我完全不介意他們的凝視。這些我也都習慣了,不過是我實現目標之路上的另一組減速帶而已。我厭倦了亮出黑幫手勢的發。 【撇煥朧值那灼,或爸爸帶著做工留下的燒傷深夜回家。必須做出點改變,而我知道,這種改變需要由我開始。

Fortunately, I also knew I had dedication, desire and grit in my blood. My grandfather was part of the first wave of Mexican immigrants that settled in Los Angeles. He returned home to a small village in rural Oaxaca, with his savings and tales of the land of opportunity.


Both of my parents left Oaxaca in their early teenage years and began working long hours in Los Angeles, as a cook and a maid.

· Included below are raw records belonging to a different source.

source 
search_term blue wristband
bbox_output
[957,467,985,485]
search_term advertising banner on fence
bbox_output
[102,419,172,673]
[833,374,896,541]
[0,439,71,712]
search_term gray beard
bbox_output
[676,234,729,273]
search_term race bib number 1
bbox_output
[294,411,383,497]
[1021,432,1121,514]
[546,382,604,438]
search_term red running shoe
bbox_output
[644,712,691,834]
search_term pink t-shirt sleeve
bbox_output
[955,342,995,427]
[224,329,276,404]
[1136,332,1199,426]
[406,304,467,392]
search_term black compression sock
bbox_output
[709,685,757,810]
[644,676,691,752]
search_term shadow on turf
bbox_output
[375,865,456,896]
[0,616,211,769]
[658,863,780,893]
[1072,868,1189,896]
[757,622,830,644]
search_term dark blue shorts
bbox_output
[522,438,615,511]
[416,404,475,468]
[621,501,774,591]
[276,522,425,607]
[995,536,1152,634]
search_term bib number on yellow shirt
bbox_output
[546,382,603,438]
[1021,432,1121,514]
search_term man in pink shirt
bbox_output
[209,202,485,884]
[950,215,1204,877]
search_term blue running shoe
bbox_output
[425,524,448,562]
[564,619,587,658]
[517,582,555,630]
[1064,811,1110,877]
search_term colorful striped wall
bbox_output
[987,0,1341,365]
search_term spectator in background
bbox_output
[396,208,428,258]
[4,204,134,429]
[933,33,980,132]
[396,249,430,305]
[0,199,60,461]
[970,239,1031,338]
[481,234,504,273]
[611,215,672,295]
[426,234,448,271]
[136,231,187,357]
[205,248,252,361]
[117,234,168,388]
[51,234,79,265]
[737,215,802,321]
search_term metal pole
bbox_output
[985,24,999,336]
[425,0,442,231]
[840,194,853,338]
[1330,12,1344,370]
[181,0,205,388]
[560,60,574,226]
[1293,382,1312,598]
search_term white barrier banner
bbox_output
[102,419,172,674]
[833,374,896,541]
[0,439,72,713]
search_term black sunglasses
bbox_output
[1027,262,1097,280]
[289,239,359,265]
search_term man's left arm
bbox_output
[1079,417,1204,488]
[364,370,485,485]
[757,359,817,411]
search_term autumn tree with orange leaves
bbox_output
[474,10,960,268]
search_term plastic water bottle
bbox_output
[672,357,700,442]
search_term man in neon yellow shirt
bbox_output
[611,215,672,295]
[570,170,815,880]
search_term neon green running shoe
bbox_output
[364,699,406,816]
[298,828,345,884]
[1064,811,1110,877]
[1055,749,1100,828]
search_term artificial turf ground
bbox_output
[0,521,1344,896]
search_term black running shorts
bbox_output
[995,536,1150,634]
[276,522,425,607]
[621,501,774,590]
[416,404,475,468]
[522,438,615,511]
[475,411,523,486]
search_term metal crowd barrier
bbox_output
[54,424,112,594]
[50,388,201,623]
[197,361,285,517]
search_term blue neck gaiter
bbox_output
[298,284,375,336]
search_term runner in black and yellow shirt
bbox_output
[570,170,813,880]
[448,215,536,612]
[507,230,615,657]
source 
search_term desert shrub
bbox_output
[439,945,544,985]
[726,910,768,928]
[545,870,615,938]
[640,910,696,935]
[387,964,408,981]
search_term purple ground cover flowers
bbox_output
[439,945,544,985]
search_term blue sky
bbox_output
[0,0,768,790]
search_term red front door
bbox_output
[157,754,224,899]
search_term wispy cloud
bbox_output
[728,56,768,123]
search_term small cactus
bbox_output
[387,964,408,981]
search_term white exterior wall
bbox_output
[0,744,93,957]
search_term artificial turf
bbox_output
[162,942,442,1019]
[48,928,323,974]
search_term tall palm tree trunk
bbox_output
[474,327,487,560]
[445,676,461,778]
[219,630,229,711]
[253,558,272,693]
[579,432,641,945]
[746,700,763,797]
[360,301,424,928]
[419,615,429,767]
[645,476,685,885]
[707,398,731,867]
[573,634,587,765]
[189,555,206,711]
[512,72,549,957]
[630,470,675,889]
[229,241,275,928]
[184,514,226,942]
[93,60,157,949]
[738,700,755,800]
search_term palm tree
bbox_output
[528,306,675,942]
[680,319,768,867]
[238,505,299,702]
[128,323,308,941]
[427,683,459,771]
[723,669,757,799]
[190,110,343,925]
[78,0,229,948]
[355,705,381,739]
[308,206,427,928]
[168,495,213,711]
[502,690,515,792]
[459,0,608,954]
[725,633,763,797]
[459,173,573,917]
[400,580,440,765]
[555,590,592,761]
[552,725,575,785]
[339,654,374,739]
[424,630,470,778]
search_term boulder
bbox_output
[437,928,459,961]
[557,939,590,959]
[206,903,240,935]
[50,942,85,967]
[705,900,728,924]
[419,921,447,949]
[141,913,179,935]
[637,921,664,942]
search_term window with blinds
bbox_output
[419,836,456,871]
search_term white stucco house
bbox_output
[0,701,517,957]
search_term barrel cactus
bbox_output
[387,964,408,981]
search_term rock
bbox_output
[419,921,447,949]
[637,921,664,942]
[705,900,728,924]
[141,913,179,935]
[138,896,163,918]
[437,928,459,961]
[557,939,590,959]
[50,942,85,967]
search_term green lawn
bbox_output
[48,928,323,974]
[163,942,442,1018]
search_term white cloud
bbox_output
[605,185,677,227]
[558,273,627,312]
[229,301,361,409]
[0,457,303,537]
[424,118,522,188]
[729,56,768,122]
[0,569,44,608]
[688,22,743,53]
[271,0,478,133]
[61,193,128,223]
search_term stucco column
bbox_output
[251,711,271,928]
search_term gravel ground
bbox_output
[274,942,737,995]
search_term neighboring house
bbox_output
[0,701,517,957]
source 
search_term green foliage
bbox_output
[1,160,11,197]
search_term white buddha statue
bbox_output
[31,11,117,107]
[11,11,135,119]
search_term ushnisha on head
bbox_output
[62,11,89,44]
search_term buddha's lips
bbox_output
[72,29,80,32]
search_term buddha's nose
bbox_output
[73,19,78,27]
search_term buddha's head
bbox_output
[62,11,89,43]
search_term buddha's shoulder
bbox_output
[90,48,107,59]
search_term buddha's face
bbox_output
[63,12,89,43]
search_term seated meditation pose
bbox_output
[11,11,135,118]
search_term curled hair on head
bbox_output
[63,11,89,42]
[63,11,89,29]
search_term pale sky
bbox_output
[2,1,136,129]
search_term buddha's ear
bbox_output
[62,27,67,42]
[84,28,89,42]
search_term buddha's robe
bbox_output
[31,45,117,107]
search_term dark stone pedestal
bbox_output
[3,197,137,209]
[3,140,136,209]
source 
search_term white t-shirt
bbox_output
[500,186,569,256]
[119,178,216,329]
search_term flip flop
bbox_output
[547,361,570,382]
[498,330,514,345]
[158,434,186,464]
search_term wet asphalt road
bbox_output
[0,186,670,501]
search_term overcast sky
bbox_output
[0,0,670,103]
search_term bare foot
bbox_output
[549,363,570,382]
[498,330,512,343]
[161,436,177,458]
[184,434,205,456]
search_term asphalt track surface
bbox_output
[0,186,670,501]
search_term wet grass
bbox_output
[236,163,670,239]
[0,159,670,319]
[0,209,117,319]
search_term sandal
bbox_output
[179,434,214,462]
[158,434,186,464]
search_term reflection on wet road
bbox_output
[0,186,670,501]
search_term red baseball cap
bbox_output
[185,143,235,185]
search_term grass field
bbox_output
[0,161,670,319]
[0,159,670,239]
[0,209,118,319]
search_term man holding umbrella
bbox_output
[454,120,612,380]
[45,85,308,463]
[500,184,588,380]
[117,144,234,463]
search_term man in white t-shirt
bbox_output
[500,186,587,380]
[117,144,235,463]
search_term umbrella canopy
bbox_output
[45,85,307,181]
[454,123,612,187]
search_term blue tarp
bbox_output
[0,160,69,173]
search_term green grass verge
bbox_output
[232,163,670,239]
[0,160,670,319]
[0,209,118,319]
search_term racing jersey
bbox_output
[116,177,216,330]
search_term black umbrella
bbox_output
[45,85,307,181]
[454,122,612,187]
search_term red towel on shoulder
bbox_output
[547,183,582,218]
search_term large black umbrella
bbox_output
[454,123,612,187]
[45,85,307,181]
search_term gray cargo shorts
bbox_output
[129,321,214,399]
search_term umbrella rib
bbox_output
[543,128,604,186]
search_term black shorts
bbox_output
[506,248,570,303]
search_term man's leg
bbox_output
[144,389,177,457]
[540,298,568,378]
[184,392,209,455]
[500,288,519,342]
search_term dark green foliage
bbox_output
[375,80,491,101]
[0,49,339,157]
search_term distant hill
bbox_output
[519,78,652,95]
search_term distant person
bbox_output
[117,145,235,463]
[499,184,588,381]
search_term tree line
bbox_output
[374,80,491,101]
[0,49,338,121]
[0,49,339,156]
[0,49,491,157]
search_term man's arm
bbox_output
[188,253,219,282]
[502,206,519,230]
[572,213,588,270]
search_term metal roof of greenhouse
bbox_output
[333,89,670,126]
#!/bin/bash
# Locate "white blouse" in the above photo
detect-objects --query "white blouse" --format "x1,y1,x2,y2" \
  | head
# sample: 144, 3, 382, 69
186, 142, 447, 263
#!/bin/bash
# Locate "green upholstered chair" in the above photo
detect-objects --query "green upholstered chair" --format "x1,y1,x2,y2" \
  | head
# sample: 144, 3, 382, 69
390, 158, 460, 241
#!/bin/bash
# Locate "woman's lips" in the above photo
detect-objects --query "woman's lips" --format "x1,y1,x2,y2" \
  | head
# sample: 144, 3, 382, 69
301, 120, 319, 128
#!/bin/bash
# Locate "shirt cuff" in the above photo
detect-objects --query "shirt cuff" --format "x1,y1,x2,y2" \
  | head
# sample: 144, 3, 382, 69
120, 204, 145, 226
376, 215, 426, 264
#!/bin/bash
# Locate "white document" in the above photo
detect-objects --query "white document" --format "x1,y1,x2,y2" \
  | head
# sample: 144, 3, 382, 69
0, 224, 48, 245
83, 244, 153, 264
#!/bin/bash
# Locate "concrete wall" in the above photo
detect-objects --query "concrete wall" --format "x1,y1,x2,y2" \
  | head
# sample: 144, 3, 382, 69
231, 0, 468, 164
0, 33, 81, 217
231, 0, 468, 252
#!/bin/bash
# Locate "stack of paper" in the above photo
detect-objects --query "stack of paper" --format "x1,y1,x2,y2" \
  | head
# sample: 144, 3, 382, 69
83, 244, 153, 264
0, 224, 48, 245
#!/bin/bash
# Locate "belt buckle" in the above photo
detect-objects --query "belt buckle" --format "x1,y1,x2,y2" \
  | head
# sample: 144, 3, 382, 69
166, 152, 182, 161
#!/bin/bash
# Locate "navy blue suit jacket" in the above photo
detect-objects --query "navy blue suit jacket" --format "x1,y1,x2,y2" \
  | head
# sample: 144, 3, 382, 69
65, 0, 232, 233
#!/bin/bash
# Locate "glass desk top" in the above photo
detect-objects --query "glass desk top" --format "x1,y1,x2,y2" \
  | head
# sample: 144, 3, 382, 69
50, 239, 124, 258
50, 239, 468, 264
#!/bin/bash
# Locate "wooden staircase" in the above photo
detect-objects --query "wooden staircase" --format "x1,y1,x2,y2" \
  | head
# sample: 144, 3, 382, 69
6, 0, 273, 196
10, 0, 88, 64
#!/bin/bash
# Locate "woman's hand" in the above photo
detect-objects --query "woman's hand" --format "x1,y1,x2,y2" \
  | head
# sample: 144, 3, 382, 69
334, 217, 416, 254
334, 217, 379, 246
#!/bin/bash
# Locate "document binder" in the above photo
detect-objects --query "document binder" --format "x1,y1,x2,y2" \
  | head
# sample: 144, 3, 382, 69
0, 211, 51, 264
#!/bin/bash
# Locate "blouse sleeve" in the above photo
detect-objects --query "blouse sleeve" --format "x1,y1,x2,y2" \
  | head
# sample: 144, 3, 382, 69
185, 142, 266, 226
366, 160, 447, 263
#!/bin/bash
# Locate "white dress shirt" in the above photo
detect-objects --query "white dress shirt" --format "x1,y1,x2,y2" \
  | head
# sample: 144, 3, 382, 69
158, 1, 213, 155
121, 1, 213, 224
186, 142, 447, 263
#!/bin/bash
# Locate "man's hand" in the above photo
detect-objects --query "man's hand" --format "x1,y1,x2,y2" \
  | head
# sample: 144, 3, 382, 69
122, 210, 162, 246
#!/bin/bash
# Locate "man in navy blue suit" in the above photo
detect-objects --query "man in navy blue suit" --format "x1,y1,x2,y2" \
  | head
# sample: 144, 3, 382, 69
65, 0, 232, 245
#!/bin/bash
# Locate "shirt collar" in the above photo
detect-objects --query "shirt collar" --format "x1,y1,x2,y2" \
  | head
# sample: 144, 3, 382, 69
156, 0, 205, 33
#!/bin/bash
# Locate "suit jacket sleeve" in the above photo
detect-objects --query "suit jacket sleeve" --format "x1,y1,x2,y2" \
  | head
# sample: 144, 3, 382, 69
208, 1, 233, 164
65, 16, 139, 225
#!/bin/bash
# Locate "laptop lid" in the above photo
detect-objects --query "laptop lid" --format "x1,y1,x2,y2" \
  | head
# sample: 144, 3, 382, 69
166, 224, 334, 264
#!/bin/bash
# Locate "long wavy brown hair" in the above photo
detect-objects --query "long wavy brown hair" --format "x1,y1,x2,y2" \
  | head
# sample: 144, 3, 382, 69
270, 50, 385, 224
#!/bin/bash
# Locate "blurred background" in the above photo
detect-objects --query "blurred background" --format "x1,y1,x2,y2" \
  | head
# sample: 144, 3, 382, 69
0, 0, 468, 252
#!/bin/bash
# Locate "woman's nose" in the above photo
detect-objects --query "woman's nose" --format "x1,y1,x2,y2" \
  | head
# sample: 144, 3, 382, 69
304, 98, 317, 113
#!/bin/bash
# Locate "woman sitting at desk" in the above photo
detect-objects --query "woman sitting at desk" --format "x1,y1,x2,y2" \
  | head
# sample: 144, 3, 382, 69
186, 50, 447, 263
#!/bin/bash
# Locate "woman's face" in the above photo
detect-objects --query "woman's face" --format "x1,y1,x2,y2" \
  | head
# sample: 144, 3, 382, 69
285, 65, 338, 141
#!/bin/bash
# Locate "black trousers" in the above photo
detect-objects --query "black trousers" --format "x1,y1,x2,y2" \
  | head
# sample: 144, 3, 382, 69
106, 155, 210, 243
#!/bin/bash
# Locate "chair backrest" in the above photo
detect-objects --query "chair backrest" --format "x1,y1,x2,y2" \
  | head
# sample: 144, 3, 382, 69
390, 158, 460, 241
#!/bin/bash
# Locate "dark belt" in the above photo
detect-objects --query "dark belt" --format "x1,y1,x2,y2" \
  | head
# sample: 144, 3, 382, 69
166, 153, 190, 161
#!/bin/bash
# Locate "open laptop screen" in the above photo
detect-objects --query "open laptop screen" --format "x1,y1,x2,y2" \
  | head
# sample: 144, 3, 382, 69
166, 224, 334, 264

The work ethic was passed down generations; from the cornfields in Oaxaca, to the restaurants in Los Angeles, to the classroom, which helped me thrive both in school and work.


On this particular night, as I walked through the front door at home, I saw an uplifting surprise: My mother had fallen asleep waiting up for me despite her own long day. I tucked the cash tips I made that night into her purse and turned off the TV.


I peered into our bedroom where my brothers and cousins were lost in their blissful dreams. Watching my siblings snore and breathe slowly sparked a yawn that cued the rest of my body’s delayed exhaustion. However, it would be a while before I could join them in sleep. I had an essay due early the next morning, and Ms. DePaolo doesn’t accept late work.